Investigation of CSF biomarkers in Hydrocephalus

Nina Rostgaard

Production of CSF occurs in the ventricular system of the brain but exactly how the fluid dynamics work remains to be elucidated.

Hydrocephalus is a devastating condition which arises as a result of either overproduction or too slow drainage of the cerebrospinal fluid (CSF) within the brain. The increased fluid volume increases the pressure on the brain tissue resulting in various symptoms like severe headache, incontinence, cognitive disturbance and motor symptoms.
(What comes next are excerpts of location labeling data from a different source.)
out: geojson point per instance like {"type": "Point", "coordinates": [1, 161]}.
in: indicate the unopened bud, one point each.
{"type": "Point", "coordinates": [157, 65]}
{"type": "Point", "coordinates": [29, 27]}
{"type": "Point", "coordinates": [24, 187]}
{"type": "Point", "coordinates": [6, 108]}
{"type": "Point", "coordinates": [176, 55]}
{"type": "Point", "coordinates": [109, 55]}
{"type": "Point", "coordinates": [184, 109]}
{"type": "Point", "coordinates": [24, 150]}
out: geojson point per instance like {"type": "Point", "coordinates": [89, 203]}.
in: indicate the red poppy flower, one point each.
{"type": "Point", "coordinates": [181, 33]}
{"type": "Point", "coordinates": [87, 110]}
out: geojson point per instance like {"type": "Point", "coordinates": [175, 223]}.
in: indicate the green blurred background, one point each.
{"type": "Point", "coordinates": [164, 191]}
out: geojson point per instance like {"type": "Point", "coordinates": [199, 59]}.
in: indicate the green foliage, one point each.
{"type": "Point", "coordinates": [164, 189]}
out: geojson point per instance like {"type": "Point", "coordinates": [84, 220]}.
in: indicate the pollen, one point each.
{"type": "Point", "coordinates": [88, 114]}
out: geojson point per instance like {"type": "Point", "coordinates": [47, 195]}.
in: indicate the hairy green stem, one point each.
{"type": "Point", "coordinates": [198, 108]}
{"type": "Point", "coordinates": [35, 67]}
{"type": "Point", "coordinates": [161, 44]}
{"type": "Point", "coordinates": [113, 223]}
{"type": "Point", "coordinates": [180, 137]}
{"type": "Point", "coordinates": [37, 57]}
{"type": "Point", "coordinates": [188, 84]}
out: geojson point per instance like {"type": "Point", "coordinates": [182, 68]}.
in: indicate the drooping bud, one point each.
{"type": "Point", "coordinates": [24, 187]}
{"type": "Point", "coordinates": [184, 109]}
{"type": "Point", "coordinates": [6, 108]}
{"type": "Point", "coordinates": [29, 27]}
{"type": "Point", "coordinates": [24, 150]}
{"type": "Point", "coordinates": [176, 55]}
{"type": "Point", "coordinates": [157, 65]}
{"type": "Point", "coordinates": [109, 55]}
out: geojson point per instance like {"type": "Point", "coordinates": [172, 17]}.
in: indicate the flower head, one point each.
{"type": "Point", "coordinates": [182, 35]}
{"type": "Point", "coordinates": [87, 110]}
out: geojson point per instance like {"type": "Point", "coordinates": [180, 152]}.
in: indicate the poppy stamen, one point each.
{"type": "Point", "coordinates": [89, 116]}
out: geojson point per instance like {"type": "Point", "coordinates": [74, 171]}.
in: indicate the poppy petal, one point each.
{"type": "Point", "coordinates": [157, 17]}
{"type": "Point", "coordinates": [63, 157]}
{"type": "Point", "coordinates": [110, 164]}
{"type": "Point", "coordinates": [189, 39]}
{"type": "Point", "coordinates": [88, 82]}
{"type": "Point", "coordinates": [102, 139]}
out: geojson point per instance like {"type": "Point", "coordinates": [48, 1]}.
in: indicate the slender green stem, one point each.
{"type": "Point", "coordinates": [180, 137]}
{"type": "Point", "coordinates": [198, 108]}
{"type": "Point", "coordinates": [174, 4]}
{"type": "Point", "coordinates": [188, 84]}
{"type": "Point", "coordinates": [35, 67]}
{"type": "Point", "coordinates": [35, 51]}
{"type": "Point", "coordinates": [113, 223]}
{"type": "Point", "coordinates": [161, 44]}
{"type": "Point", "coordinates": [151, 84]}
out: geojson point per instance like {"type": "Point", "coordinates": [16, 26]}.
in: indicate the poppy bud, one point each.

The Copenhagen CSF Study Group has in collaboration with Nanna MacAulay’s group at the Department of Neuroscience, University of Copenhagen, received a large grant from the Novo Nordisk Foundation which will support research in fluid dynamics in the brain.

Part of this collaboration will focus on CSF production and regulation with the aim of discovering pharmaceutical targets for patients with hydrocephalus.

Nina Rostgaard will study CSF from patients with hydrocephalus with different etiologies and assess whether the levels of inflammatory markers, water transport molecules and neurotransmitters changes over time. Further, she will assess whether there are differences in the protein content between lumbar and ventricular CSF.

Nina Rostgaard graduated in 2013 from University of Copenhagen as a Human Biologist and continued as a PhD student at the Danish Dementia Research Centre. Her research areas include biomarkers and molecular pathways studied in CSF and fibroblasts from individuals with familial dementia.